The concert is presented free through contributions from Case Western Reserve University’s Department of Music, Center for Popular Music Studies, Baker-Nord Center for Humanities, Writers House, Department of English, African and African American Studies Program, and from Cleveland Museum of Art and the Oberlin College and Conservatory.
Songwriter, composer, vocalist, poet and educator Camae Ayewa (Moor Mother) spent years organizing and performing in Philadelphia’s underground music community, ultimately developing a global audience for her iconoclast work. She released her debut album Fetish Bones as Moor Mother in 2016, and has since produced highly acclaimed music, both as a solo artist and in collaboration with other musicians.
She performs with the Afrofuturist literary and artistic collective Black Quantum Futurism and co-leads the groups Irreversible Entanglements and 700 Bliss. Her most recent record, Jazz Codes (Anti- Records), was recognized by The New York Times as one of the best of 2022.
About Lonnie Holley
Born in Birmingham, Alabama, in 1950, Holley’s early life was chaotic, characterized by trauma, exploitation and precarity. From this challenging beginning, he has devoted his life to improvisational creativity, producing art and music that create beauty from that struggle and hardship.
Improvised on the spot, his music and lyrics morph and change with every event, concert, and recording—the result of decades of evolving experimentation. To be released on Jagjaguwar this month, his most recent record, Oh Me Oh My, features collaborations with Michael Stipe, Sharon Van Etten, Moor Mother, Justin Vernon of Bon Iver and Rokia Koné.
About Lee Bains
Bains is a poet and singer-songwriter whose work is steeped in the American South. Born and raised in Birmingham, Alabama, Bains’ songs are hopeful, but far from naïve. On the 2022 record Old-Time Folks (Don Giovanni), Lee Bains + The Glory Fires deliver songs that mix the sounds of southern rock, gospel, folk and punk to deliver stories of resistance and love.

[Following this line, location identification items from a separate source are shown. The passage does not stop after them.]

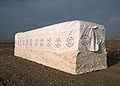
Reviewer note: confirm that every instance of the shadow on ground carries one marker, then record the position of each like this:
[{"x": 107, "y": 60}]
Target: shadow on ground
[{"x": 15, "y": 71}]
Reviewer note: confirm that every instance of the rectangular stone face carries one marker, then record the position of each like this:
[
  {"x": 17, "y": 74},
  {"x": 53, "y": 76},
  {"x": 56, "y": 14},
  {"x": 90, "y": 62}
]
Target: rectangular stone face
[{"x": 79, "y": 50}]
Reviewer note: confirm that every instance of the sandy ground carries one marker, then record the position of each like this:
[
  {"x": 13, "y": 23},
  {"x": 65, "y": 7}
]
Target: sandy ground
[{"x": 15, "y": 71}]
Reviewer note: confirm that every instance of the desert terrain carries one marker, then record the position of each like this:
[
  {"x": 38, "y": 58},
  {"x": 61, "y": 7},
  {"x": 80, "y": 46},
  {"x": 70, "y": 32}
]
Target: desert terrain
[{"x": 15, "y": 71}]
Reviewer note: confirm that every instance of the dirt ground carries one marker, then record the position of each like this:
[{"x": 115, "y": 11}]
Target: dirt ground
[{"x": 15, "y": 71}]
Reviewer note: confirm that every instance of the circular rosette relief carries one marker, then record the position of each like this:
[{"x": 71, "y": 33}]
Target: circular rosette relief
[
  {"x": 49, "y": 40},
  {"x": 85, "y": 40},
  {"x": 58, "y": 42},
  {"x": 41, "y": 42},
  {"x": 70, "y": 41}
]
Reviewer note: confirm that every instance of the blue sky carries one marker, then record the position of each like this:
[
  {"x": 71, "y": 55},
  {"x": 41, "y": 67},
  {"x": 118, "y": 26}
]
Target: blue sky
[{"x": 23, "y": 15}]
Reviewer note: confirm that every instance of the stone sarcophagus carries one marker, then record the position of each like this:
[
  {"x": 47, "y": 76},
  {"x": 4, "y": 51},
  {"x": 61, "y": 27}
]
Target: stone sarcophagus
[{"x": 74, "y": 47}]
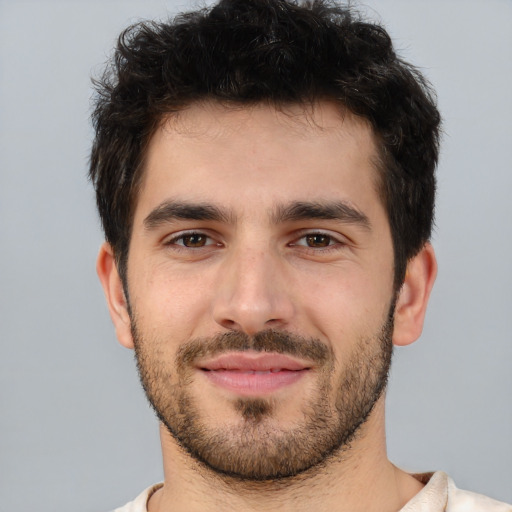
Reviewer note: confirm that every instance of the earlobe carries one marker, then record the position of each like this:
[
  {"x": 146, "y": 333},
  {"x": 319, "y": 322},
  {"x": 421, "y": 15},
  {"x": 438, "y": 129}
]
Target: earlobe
[
  {"x": 413, "y": 297},
  {"x": 114, "y": 293}
]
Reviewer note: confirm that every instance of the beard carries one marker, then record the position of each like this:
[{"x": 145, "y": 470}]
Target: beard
[{"x": 256, "y": 447}]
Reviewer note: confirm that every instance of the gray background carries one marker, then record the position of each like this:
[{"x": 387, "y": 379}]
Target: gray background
[{"x": 76, "y": 433}]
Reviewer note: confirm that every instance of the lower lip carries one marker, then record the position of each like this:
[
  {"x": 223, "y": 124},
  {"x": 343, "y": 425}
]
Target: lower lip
[{"x": 252, "y": 383}]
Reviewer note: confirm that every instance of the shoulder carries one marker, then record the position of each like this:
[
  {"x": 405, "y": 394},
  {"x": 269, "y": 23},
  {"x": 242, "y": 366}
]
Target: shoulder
[
  {"x": 467, "y": 501},
  {"x": 441, "y": 495},
  {"x": 139, "y": 504}
]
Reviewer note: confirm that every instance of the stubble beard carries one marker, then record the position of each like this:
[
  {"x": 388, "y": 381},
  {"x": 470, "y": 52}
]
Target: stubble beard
[{"x": 256, "y": 448}]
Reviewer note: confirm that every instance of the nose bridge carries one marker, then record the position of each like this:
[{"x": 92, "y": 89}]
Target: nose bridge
[{"x": 250, "y": 297}]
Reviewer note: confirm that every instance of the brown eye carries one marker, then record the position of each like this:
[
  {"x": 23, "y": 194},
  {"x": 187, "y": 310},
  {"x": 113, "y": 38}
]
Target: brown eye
[
  {"x": 194, "y": 240},
  {"x": 318, "y": 240}
]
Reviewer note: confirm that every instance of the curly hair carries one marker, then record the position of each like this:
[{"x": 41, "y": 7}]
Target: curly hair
[{"x": 277, "y": 51}]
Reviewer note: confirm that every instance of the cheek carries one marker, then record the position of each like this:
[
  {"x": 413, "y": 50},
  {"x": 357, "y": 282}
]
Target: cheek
[
  {"x": 344, "y": 304},
  {"x": 170, "y": 303}
]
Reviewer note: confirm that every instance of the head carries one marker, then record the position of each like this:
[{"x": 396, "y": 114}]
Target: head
[
  {"x": 274, "y": 52},
  {"x": 265, "y": 176}
]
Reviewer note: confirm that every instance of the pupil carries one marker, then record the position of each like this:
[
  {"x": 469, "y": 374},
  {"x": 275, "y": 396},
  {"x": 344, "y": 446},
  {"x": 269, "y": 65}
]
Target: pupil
[
  {"x": 318, "y": 240},
  {"x": 194, "y": 240}
]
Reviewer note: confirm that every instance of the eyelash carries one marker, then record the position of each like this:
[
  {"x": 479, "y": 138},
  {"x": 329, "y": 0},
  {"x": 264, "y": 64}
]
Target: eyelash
[{"x": 334, "y": 243}]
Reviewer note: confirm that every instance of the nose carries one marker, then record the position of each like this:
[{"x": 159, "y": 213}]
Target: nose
[{"x": 251, "y": 293}]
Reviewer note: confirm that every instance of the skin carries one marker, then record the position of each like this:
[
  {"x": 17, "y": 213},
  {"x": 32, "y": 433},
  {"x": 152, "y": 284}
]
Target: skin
[{"x": 257, "y": 272}]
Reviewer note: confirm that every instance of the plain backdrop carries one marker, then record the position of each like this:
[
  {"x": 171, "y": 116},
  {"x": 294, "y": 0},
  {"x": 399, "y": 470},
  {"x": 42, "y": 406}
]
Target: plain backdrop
[{"x": 75, "y": 430}]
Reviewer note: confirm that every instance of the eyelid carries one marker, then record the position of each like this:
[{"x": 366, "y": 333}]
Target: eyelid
[
  {"x": 337, "y": 238},
  {"x": 172, "y": 240}
]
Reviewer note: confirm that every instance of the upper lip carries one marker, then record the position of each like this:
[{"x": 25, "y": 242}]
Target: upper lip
[{"x": 253, "y": 361}]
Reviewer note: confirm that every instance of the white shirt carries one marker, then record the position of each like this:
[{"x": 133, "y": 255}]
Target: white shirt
[{"x": 438, "y": 495}]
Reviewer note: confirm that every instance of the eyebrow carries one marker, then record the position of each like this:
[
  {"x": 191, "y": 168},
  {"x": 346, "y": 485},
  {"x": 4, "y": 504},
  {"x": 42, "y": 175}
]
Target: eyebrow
[
  {"x": 170, "y": 210},
  {"x": 331, "y": 210}
]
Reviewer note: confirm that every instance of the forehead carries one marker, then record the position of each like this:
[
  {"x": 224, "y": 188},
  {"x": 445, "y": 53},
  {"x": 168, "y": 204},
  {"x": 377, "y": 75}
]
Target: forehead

Challenging revisionist histories that would prefer to forget the worst parts of our collective past as much as the present neoliberal logic that reduces people to numbers, they celebrate the messiness of humanity and the power of solidarity and love.
About Mourning [A] BLKstar
A multi-generational, gender and genre non-conforming amalgam of Black culture, Mourning [A] BLKstar shares the stories and songs of America’s ongoing apocalypse. M[A]B’s music deploys hip-hop production techniques and live instrumentation to create sounds that resonate with the pathways and frequencies that have sustained the African diaspora.
Founded in Cleveland, M[A]B has brought its powerful sound to stages around the United States and Europe, including the Kennedy Center in Washington, D.C., Le Guess Who? In the Netherlands, and choreographic collaborations with Company Christoph Winkler in Berlin, Germany.